Activation was the core business problem. People signed up but never completed setup and never came back. The product could not grow if the front door was broken.
Original onboarding flow, where users dropped off
The Approach
I started with usability research: watching real users attempt to onboard, identifying exactly where they stalled and why. The issues were layered. The value proposition was unclear at entry. There were too many steps before the first meaningful action. The interface did not reflect the brand's ambition.
I rebuilt the onboarding architecture from scratch, reducing the critical path, frontloading value, and introducing progressive disclosure so users only saw what they needed when they needed it.

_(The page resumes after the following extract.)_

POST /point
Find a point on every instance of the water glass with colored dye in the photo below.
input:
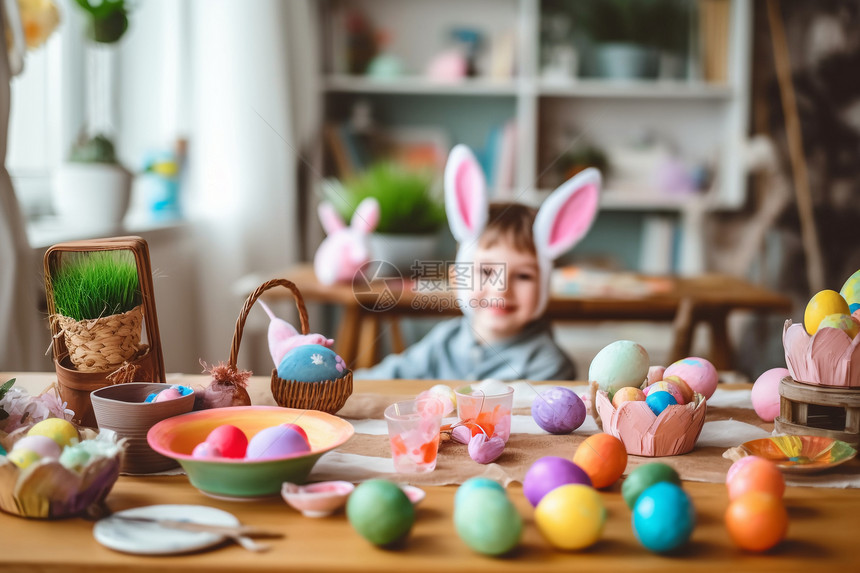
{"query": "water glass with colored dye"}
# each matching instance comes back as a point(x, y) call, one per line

Before and after: onboarding flow comparison
Alongside the onboarding work, I built Motherboard's first formal design system. This addressed the inconsistency across the product and gave engineering a shared language for building. Every component was documented. Every pattern was intentional.
The website redesign followed. Built entirely in Webflow, owned by me from design to deployment, with no engineering dependency.
Design system components overview
Redesigned benefits dashboard
Outcomes
230%
Activation rate improvement
80%
Reduction in onboarding friction
30%
Bounce rate reduction on the new website
2,000+
Social followers after the visual rebrand
The redesigned Motherboard platform
Reflection
A 230% activation jump sounds like a design win, and it was. But the real lesson was that onboarding is a trust problem before it is a UX problem. Users were not dropping off because the flow was confusing. They were dropping off because they did not yet believe the product would deliver on its promise.
Redesigning the entry experience to lead with value, not with form fields, was the shift that made everything else work.